Administration and Management in Health Science Libraries

Martin Guha (Librarian, Institute of Psychiatry, London)

Library Review

ISSN: 0024-2535

Article publication date: 1 August 2001

70

Keywords

Citation

Guha, M. (2001), "Administration and Management in Health Science Libraries", Library Review, Vol. 50 No. 6, pp. 313-313. https://doi.org/10.1108/lr.2001.50.6.313.4

Publisher

:

Emerald Group Publishing Limited


How the time slips by when you are enjoying yourself. It is 12 years since I last reviewed a copy of this. How much has changed since then. The Internet had not been heard of. We were still struggling with task of convincing our customers that the library catalogue could be put on “the computer”. Librarians were still acting as the interface between the customers and MEDLINE, and “journals” were all in print. In the field I cater for, psychiatry, a lot of patients were still in large long‐stay institutions, and therefore a large proportion of psychiatric library users were conveniently kept together where you could serve them easily rather than scattered through general hospitals and community health services all around the country. More parochially, the merger of the London medical schools and institutes with the general teaching colleges had not yet been mooted, and the National Health Service was, we thought, recovering from its last major management reorganisation. How many have there been since then?

And yet, on the other hand, how little has changed in the material which needed to go into this volume, or what I need to say about it. The Handbook of Medical Library Practice was originally published in 1942 as a single volume textbook designed to guide people with little formal training into the techniques needed for running medical libraries. As the years rolled by, the level of training required before getting into the position where you might need to start reading this has grown to the state where a high proportion of its US target readership have already got specialised doctorates or masters degrees in medical librarianship, and yet the book has grown from a single volume to a rolling series of eight. Part of this is, undoubtedly, prolixity. Administration and Management is the broadest and vaguest of the eight volumes, and is therefore the most at risk of relapsing into waffle. It is certainly the case that tighter editing would have produced a more compact book. Being a general handbook for trained staff, rather than a textbook, also lends itself to exhortation rather than instruction.
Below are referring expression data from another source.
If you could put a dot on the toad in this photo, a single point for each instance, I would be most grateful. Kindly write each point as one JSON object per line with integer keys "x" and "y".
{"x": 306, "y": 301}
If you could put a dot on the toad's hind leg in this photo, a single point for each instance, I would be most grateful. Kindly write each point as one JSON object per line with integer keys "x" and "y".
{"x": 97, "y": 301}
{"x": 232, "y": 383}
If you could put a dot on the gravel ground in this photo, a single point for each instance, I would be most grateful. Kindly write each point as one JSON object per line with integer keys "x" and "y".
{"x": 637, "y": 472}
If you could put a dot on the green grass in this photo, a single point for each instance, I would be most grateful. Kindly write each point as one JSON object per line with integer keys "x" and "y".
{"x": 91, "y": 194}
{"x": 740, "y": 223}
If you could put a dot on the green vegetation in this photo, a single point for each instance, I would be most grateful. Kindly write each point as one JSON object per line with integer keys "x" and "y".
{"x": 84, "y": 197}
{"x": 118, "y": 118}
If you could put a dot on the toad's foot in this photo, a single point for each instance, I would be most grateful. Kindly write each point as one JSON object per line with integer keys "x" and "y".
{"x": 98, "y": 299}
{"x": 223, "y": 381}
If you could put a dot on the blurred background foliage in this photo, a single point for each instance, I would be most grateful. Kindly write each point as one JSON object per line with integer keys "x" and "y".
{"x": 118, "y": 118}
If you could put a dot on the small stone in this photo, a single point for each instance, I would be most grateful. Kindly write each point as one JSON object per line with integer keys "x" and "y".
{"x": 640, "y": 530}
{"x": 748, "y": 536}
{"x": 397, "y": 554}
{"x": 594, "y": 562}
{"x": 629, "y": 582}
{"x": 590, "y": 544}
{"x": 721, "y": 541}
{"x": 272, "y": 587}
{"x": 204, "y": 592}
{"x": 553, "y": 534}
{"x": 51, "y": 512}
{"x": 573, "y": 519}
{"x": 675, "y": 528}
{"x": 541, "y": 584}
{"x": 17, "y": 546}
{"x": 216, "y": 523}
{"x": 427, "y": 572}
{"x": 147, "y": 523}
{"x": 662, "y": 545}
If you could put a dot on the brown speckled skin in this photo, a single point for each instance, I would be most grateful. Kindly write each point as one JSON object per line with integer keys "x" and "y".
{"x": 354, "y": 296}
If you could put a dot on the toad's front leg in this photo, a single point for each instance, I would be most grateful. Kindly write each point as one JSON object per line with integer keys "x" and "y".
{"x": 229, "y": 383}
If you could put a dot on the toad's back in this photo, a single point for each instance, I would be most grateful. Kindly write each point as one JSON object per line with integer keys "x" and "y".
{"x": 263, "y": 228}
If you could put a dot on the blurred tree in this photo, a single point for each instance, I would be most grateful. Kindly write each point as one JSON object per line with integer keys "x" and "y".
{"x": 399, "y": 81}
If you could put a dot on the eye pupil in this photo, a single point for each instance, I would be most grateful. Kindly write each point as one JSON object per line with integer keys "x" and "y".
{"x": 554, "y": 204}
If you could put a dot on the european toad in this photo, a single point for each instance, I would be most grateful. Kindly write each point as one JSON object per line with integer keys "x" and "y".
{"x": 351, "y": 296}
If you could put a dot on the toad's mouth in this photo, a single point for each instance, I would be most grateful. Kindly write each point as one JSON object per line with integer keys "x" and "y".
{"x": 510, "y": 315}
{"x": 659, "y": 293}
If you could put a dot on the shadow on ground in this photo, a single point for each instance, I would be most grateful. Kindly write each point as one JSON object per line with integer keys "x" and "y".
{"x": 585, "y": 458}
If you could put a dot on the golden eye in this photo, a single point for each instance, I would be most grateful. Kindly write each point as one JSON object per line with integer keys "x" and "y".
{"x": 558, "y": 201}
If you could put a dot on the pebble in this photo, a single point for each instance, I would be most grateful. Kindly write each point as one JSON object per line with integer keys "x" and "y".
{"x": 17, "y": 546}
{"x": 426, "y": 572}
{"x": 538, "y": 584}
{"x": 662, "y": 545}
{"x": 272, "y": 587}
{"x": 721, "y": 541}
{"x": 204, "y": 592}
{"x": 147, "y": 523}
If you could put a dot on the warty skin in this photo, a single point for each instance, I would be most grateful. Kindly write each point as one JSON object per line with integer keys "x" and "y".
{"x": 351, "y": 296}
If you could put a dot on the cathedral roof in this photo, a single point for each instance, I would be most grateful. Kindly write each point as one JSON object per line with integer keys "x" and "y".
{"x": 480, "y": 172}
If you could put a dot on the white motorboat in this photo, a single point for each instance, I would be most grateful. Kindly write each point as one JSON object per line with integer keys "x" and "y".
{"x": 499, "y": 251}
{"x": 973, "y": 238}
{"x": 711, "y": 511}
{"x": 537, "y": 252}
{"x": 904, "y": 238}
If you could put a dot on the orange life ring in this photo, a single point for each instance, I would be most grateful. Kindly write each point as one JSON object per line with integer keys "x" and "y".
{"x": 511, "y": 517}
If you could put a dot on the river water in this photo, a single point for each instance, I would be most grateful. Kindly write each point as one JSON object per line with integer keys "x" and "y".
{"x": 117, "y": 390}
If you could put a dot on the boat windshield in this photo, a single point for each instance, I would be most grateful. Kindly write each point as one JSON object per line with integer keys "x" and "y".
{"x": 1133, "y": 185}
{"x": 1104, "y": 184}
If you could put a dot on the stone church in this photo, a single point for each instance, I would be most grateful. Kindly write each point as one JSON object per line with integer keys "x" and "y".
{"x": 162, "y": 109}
Being financially illiterate myself, I turned eagerly to the chapter on Fiscal Management to find that “The health sciences librarian needs to know how to develop, present, and lobby for adequate budget support; plan for and allocate resources and engage in fund‐raising and entrepreneurial activities must beware of global economic trends that may affect the business of library management and carefully monitor trends in the climate in which the library operates”. I already know that I ought to know how to do this, but as I am not very good at it, I need training rather than exhortation.

Having said all this, however, the general discussions of the changing management environment, fiscal management, human resources management, marketing, technological transformation, planning, and the application of research provide a good basis for professional development in those areas. Quite reasonably, the emphasis is entirely on US practice, but as the rest of the world grows more and more Americanised this is not a major obstacle. For those of us operating in broom cupboards and odd corners of community health centres the chapter on “planning” makes particularly entertaining reading. The USA must, indeed, be a wonderful place if its hospital libraries really look like that.

At £380.00 a set, I can not imagine many English hospital libraries investing in this series. Those that do will not find a complete substitute for a staff library, by any many of means, but will find it to be a useful source of ideas.